This highlights another vital part of the conversation: In order to unpack the role cultic dynamics play in our society, it’s important to acknowledge the types of people vulnerable to becoming victims, as well as the type of leader. Someone who, as Dr. Hassan points out, could be anyone at the ‘right place and right time’.
“There’s always deception used,” Dr. Hassan explains. “In my case, my girlfriend dumped me. I was a college student … Three women pretending to be students approached me out in the cafeteria and it led to me going to a dinner and a lecture, and then being invited to go away for a weekend. And then I got into a cult for two and a half years.”
As far as the anticipation of cult indoctrination, it’s seldom likely that the idea sits high on many peoples’ list of worries. Rather, it lingers like an afterthought, once the bitter taste of another’s story has cleared from their throats; a passed judgement about how someone could end up in such an unthinkable scenario. No-one considers themselves easy bait, and our tendency to generalise incorrectly is an unfortunate constant in the overarching conversation. To imagine that the only people vulnerable to cultic dynamics are those who are stupid, weak, uneducated, mentally or emotionally distressed (and so on), is to close oneself off to the potential warning signs of recruitment.
“We’re human beings. We like to learn and grow, we like to have friends and do meaningful things. And in the right sequence, an authoritarian cult recruiter can influence many people that get involved, Dr. Hassan warns. “And then once you’re involved,” it becomes increasingly difficult to exit.”
In most cases, it comes down to both community and bonds. When those bonds are informed by trauma, and the leader of the group can oscillate between terror and love bombing, disorganised attachment is likely to form. Remski attributes this theory to the work of Alexandra Stein, a writer and educator specialising in the social psychology of ideological extremism and dangerous social relationships. “Forget about the ideology, forget about what the person is promising you, forget about the robes and the funny hats and the weird rituals,” he says. “Forget about all of that. At the heart of the basic relationships, if there is a confusion between an authority figure who terrifies and then seems to offer a false safe haven or protection, that’s the magic. That’s what’s going to bond people together in this extremely destructive dynamic.”
Norman Mackenzie articulated the dynamic in Secret Societies, attributing an involvement in cults to the underpinnings of the modern identity crisis. One that, when the net truly is cast wider, can be recognised as a murmur within us all.

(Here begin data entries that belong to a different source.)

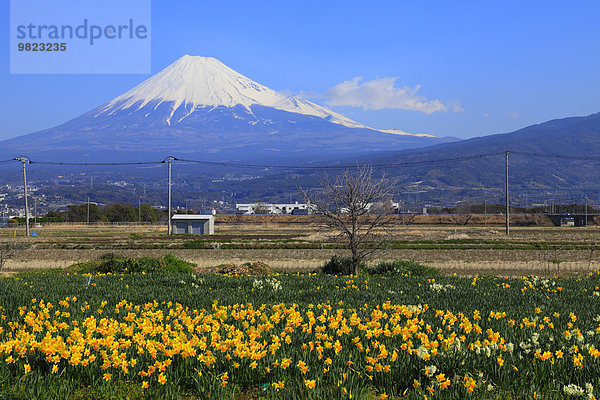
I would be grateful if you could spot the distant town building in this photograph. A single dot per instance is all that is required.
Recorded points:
(271, 208)
(193, 224)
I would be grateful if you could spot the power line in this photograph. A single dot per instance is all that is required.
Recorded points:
(346, 166)
(311, 167)
(92, 164)
(582, 158)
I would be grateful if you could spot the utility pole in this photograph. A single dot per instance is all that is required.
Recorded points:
(586, 211)
(485, 212)
(507, 200)
(169, 159)
(25, 161)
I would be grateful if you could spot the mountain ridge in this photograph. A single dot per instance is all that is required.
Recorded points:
(199, 106)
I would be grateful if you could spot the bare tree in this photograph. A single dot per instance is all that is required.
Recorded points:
(356, 207)
(9, 250)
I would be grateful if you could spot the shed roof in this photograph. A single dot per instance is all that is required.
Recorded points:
(192, 217)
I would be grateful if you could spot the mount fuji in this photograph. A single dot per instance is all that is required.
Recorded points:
(199, 107)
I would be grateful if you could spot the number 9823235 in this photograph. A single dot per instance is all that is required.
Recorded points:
(47, 46)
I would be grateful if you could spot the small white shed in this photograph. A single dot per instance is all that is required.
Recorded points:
(193, 224)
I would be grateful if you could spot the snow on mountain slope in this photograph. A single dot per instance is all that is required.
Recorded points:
(194, 81)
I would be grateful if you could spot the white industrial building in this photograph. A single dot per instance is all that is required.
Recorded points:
(193, 224)
(271, 208)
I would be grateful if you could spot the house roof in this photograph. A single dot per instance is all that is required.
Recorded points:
(192, 217)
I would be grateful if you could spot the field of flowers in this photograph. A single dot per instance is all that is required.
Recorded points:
(169, 336)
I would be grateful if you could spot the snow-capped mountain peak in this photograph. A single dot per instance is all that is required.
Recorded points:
(194, 81)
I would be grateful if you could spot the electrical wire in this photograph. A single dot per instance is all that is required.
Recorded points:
(310, 167)
(91, 164)
(347, 166)
(557, 156)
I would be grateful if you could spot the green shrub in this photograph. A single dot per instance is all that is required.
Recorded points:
(402, 267)
(340, 266)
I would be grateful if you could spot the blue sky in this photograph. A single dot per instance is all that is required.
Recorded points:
(467, 68)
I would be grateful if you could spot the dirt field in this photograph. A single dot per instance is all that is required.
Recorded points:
(299, 244)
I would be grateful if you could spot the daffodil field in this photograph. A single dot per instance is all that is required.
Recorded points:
(169, 336)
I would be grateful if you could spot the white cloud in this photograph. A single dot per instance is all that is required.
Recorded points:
(382, 93)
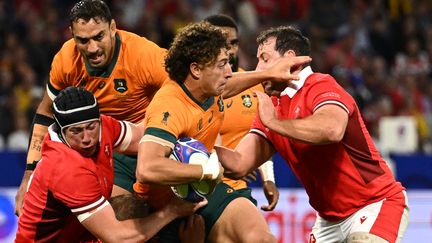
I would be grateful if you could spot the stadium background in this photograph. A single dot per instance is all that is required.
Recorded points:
(379, 50)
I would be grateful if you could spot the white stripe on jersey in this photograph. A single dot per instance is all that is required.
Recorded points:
(331, 102)
(86, 215)
(87, 207)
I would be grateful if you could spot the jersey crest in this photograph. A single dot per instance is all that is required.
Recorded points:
(120, 85)
(166, 115)
(229, 104)
(247, 101)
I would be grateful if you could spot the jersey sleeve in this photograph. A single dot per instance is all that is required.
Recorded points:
(165, 121)
(80, 196)
(326, 91)
(55, 84)
(118, 131)
(150, 66)
(63, 62)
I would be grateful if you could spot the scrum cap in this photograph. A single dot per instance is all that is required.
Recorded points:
(75, 105)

A murmur that ultimately becomes louder with our desire to find community, form connections, do work that feels meaningful, live out our purpose, and find ways to combat the innate loneliness that is intrinsic to our existence in a contemporary world.
“It is important to realise that these groups may reflect as many different aspects of human thought and action as are found in society at large – and that each, in its own way, represents an attempt to solve the common human problem of identity.”